Eines der für mich wichtigsten Elemente in gelingenden Lernprozessen. In meinem Fall: Nachdem ich als Neunjährige schon mal ein Hausboot steuern durfte, wollte ich diese Art des Urlaubs wiederholen. Nun hatten wir ein vierköpfiges Team zusammen – und ich hatte sie in das Abenteuer hineingezogen. Daher war meine Motivation klar: Ich muss dafür sorgen, dass dieses Boot reibungslos von Argens nach Lattes gefahren wird.
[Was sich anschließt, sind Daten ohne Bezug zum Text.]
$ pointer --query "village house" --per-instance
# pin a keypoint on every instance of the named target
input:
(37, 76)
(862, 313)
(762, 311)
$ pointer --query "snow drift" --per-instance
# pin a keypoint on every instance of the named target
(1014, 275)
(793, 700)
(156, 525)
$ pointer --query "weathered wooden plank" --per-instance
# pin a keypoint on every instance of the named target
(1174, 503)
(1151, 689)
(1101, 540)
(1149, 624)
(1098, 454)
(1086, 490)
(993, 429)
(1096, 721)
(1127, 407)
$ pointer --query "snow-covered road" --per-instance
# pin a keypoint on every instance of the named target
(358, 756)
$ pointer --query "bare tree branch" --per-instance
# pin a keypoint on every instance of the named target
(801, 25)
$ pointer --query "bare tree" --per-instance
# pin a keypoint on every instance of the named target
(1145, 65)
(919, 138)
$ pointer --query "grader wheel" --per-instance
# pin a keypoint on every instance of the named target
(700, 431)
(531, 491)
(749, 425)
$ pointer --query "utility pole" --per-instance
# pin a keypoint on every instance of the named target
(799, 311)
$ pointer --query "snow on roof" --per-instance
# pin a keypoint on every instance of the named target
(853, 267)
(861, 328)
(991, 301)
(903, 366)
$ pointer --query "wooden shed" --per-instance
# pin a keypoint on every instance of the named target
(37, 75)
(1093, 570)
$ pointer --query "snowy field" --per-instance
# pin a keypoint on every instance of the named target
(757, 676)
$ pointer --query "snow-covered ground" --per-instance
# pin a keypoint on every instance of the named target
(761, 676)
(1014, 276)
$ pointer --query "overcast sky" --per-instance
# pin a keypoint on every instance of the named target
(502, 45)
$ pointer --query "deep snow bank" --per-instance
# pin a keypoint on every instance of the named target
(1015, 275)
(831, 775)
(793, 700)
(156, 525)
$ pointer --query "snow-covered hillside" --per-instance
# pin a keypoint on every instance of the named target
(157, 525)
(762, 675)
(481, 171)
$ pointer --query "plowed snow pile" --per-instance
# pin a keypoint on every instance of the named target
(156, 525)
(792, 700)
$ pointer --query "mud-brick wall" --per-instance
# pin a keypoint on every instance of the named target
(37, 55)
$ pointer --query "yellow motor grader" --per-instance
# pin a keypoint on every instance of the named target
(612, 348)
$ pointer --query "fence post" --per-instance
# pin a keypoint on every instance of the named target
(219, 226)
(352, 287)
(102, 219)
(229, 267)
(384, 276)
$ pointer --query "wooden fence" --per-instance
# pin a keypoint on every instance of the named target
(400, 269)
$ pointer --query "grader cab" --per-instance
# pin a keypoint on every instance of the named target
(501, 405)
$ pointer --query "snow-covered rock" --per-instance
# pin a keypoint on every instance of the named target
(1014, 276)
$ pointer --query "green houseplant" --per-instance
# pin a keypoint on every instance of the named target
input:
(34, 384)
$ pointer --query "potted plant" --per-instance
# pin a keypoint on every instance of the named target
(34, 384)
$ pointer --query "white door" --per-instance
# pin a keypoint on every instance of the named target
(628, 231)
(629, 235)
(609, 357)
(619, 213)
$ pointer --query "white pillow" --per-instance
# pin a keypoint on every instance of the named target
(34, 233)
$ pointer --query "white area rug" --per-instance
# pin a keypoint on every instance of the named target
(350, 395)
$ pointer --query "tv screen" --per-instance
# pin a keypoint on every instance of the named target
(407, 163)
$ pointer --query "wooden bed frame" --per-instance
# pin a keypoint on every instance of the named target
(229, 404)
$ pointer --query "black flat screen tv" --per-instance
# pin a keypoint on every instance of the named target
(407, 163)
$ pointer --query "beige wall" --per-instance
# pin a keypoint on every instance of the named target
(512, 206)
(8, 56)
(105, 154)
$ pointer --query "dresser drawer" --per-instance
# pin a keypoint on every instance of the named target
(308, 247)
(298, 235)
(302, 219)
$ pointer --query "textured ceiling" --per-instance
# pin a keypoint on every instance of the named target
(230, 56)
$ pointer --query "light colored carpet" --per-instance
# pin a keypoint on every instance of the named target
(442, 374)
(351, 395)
Eine gute Beweggrund, um bei der Einweisung durch den Guide möglichst viel zu lernen.

Die Motivation gemeinsam mit den Lernenden zu finden, ist wichtig für gelingende Lernprozesse. Wie es nicht geht, machte mir ein Dozent für Berufsbildungsrecht klar: „Keiner liest gerne Paragraphen, das ist ein trockenes Thema, aber Sie brauchen das für Ihre Prüfung.“ Wenn er wenigstens gesagt hätte, dass wir diese Themen in unserer beruflichen Praxis benötigen, hätte er uns besser für sein Fachgebiet begeistern können.

Was gewinnen die Lernenden durch dieses Lernangebot“ – das ist eine gute Frage, um viele verschiedene Aspekte zu finden und damit individuell auf die Lernenden eingehen zu können.

Auf existentes Wissen aufbauen kann helfen – aber auch hinderlich sein:

Bootfahren ist doch so ähnlich wie Autofahren: Sowohl Boote wie auch Autos haben einen Motor und ein Steuer, es gibt Verkehrsregeln, die man beachten muss. Nicht ohne Grund dürfen Hausboote auf vielen Gewässern ohne Bootsführerschein gefahren werden.

So hatten wir schnell verstanden, wie die wichtigsten Knöpfe bedient werden müssen. Aber Wissen ist nicht Können. Die ersten Fahrversuche brachten den größten Unterschied zwischen unserer Penichette und einem Auto hervor: Autos steuert man über die Vorderräder, unser Hausboot jedoch über das Heck. Und da entpuppten sich die Fahrroutine und die ausgeprägten Vernetzungen im Gehirn unserer Kapitänin als Hindernis. Mein Gehirn dagegen – nicht ans regelmäßige Autofahren gewöhnt – hatte es leichter, zwischen den Bahnen „Achtung, jetzt Autofahren“ und „Achtung, jetzt Bootfahren“ zu wechseln und so fiel es mir einfacher, die für die aktuelle Situation erforderlichen Handlungen einzuüben.

Für leichte Lernprozesse müssen wir also zwei Dinge berücksichtigen: Zum einen ist es wichtig, möglichst viele Andockstellen zu vorhandenem Wissen zu identifizieren („Das ist so wie …“, „Sie kennen schon …“), damit sich neue Informationen leicht im Wissensnetz verfangen können. Zum anderen müssen wir aber auch bewusst sein, welches Wissen im Weg steht und erst vergessen werden muss, bevor wir Neues lernen können.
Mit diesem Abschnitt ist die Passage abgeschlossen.